So the primary issue is that the first-letter content points to a display: contents element...

Comment 2

[Bob Clary [:bc] (inactive)]

Bughunter found this via the attached test case for both Nightly/60, Beta/59 on Windows and Linux. Also crashes opt builds with various stacks containing nsCSSFrameConstructor::MaybeRecreateContainerForFrameRemoval

Comment 3

[Jet Villegas (inactive)]

[ Triage 2017/02/20: P2 ] P2 bugs may become P1's after further analysis. Please prioritize diagnosis and repair.

Comment 4

[Emilio Cobos Álvarez (:emilio)]

Attachment: Bug 1437155: Avoid giving a first-letter frame to a display: contents element.

It doesn't make sense, since they have no frame themselves, and it breaks
invariants other code relies on. Use the parent frame instead.

The stack overflow happens because we give the first-letter frame to the
display: contents element, then we reframe it.

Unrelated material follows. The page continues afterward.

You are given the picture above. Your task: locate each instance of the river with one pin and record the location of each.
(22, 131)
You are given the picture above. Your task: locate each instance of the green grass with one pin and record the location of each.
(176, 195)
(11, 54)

Removing a display: contents node calls ContentRemoved on all the children. One
of these children is this text-node inside the first-letter frame. Since it was
split by bidi resolution we go ahead and reframe the parent in:

  https://searchfox.org/mozilla-central/rev/d2b4b40901c15614fad2fa34718eea428774306e/layout/base/nsCSSFrameConstructor.cpp#9688

But the parent is the display: contents node, which results in infinite
recursion.

The usage of GetParent() is wrong anyway too, since it doesn't handle XBL or
Shadow DOM in any way.

Review commit: https://reviewboard.mozilla.org/r/224966/diff/#index_header
See other reviews: https://reviewboard.mozilla.org/r/224966/

Comment 5

[Emilio Cobos Álvarez (:emilio)]

Comment on attachment 8956020 [details]
Bug 1437155: Avoid giving a first-letter frame to a display: contents element.

Review request updated; see interdiff: https://reviewboard.mozilla.org/r/224966/diff/1-2/

Comment 6

[Mats Palmgren (inactive)]

Comment on attachment 8956020 [details]
Bug 1437155: Avoid giving a first-letter frame to a display: contents element.

https://reviewboard.mozilla.org/r/224966/#review230940

Seems reasonable to me.
I think we need to update the "So use its parent for the first-letter." comments also.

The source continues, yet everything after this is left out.